With the CDMA evolution pathway coming to a veritable dead-stop in the next few years, it’s been safe to assume that CDMA carriers in North America would be jumping on board the 4G LTE bandwagon in the next decade. There’s been much speculation about Telus and Bell Canada adopting the GSM evolution pathway for their next generation networks over the past months, and today it all comes to a head.
Following on an interview from a Telus exec that had the Canadian carrier considering LTE as the standard of choice for their future data network, both Telus and Bell have announced that they’ll be launching GSM service in 2010. Both carriers will be rolling out 3G HSPA networks on a fresh GSM backbone in 2010, as both Telus and Bell prepare to eventually offer 4G LTE service.
Rather than rely on their CDMA network to handle the brunt of wireless demand until LTE comes online, Bell and Telus will be offering subscribers a GSM-option (3G HSPA) alongside CDMA. By layering their HSPA network over their CDMA network, the Canadian carriers hope to make the transition to GSM technology as smooth and painless as possible for their customers.
“Bell’s transition to the global 4G LTE standard with a combined EV-DO and HSPA network path aligns us with more than 30 major carriers worldwide planning a similar move to LTE,” said Stephen Howe, CTO for Bell. “This broad global technology ecosystem will mean a fast, efficient and cost-effective network transition to 4G LTE, and access to the broadest possible range of next-generation phones and data services.”
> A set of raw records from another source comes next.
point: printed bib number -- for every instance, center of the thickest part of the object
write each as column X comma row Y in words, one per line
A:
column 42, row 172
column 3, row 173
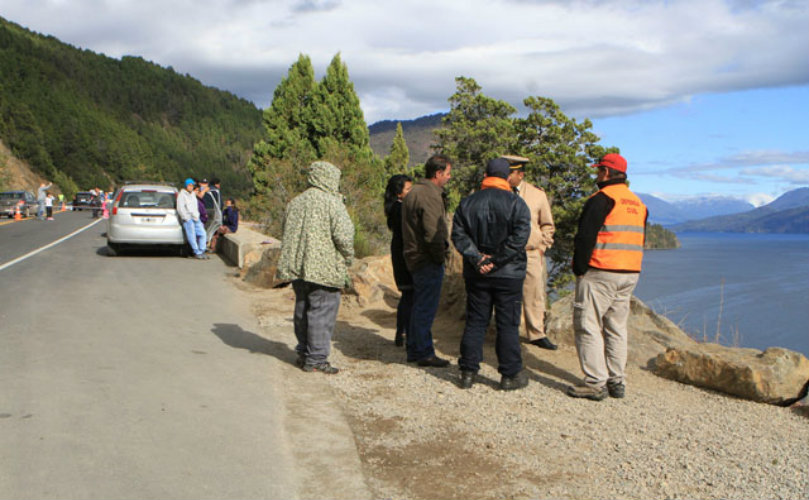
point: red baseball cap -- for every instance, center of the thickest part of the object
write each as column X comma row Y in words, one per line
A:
column 613, row 161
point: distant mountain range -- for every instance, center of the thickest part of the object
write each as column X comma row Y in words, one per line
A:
column 418, row 136
column 670, row 213
column 789, row 213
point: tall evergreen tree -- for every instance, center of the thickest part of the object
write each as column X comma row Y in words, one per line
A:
column 286, row 123
column 561, row 152
column 477, row 129
column 396, row 162
column 335, row 115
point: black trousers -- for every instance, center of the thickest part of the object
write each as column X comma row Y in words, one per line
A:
column 504, row 295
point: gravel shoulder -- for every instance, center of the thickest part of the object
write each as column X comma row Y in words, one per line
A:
column 419, row 436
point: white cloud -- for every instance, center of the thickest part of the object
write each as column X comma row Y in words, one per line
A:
column 759, row 199
column 594, row 58
column 780, row 172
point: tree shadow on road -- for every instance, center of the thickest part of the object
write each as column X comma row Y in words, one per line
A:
column 239, row 338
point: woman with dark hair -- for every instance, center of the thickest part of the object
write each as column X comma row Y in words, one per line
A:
column 398, row 187
column 230, row 222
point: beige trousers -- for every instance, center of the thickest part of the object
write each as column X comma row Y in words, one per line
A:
column 533, row 295
column 600, row 314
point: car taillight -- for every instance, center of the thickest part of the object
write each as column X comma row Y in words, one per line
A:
column 115, row 203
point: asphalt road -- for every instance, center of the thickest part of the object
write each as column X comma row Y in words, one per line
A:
column 118, row 378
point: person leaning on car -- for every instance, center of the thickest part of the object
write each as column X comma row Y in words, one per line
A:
column 188, row 210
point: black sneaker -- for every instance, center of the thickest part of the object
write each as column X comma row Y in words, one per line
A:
column 324, row 367
column 518, row 381
column 616, row 390
column 544, row 343
column 467, row 379
column 587, row 392
column 434, row 361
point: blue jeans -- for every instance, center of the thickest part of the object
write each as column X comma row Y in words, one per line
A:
column 316, row 309
column 195, row 232
column 505, row 296
column 403, row 312
column 427, row 290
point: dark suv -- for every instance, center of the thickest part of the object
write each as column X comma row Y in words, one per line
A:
column 83, row 200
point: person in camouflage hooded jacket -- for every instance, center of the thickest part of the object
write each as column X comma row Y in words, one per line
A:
column 316, row 250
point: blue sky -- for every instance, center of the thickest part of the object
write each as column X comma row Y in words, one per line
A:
column 751, row 144
column 704, row 97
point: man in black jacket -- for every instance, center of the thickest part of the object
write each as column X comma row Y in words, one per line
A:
column 490, row 229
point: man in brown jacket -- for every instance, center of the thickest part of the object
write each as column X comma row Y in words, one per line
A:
column 425, row 238
column 541, row 239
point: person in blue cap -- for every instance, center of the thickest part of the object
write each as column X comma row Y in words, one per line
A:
column 188, row 211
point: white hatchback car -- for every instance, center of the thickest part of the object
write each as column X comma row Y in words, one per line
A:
column 144, row 215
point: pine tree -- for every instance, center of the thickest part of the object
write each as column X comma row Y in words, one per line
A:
column 561, row 152
column 477, row 129
column 286, row 125
column 396, row 162
column 286, row 120
column 335, row 115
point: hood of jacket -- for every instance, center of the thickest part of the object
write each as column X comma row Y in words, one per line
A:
column 324, row 176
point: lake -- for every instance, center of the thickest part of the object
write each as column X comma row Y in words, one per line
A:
column 759, row 281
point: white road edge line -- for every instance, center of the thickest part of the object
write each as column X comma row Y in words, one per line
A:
column 49, row 245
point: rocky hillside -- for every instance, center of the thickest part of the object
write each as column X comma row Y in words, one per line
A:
column 82, row 119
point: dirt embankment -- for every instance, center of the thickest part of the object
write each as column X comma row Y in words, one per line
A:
column 16, row 174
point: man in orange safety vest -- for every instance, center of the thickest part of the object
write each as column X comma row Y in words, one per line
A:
column 607, row 262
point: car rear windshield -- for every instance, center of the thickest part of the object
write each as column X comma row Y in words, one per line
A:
column 147, row 199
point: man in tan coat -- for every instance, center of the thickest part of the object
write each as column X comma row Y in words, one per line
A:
column 541, row 239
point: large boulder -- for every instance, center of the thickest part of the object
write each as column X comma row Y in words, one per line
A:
column 650, row 334
column 776, row 376
column 372, row 280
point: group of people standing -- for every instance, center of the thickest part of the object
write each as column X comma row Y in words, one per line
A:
column 502, row 232
column 194, row 204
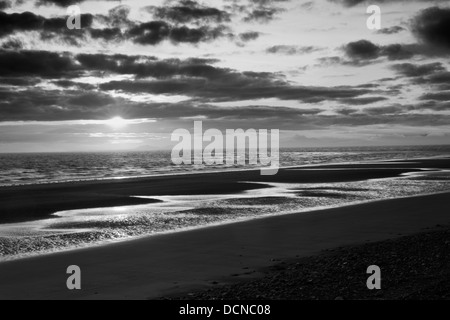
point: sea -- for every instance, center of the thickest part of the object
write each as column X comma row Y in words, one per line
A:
column 67, row 230
column 37, row 168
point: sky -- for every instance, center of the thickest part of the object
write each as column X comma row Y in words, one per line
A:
column 138, row 70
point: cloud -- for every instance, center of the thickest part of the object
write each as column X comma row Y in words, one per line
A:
column 36, row 63
column 291, row 50
column 439, row 96
column 59, row 3
column 187, row 11
column 249, row 36
column 5, row 4
column 432, row 26
column 147, row 33
column 263, row 15
column 413, row 70
column 363, row 100
column 352, row 3
column 391, row 30
column 363, row 51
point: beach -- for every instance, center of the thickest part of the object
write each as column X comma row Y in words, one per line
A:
column 184, row 262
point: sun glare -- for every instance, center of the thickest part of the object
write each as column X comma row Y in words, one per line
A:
column 116, row 122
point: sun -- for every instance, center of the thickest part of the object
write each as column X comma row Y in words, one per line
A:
column 116, row 122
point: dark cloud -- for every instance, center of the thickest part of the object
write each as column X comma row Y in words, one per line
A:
column 60, row 3
column 4, row 4
column 235, row 87
column 148, row 33
column 432, row 26
column 18, row 82
column 413, row 70
column 352, row 3
column 388, row 110
column 439, row 96
column 48, row 28
column 249, row 36
column 12, row 44
column 363, row 100
column 157, row 31
column 391, row 30
column 362, row 51
column 291, row 50
column 263, row 15
column 189, row 12
column 42, row 64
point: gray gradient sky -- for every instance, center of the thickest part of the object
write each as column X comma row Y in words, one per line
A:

The adoption of HSPA will expand the roaming agreement that both Bell and Telus have had in place since 2001. With Rogers’ essentially monopolizing the Canadian GSM market, Bell and Telus are working to help eachother grow into their GSM-britches. In the next couple years, we’re likely to see the Canadian market undergo a significant shakeup. More GSM competition means Canadian consumers will see the cost of wireless voice and data service drop as carriers battle for market-share.
Your next mobile phone might just be a GSM handset on Bell or Telus. Cue the champagne!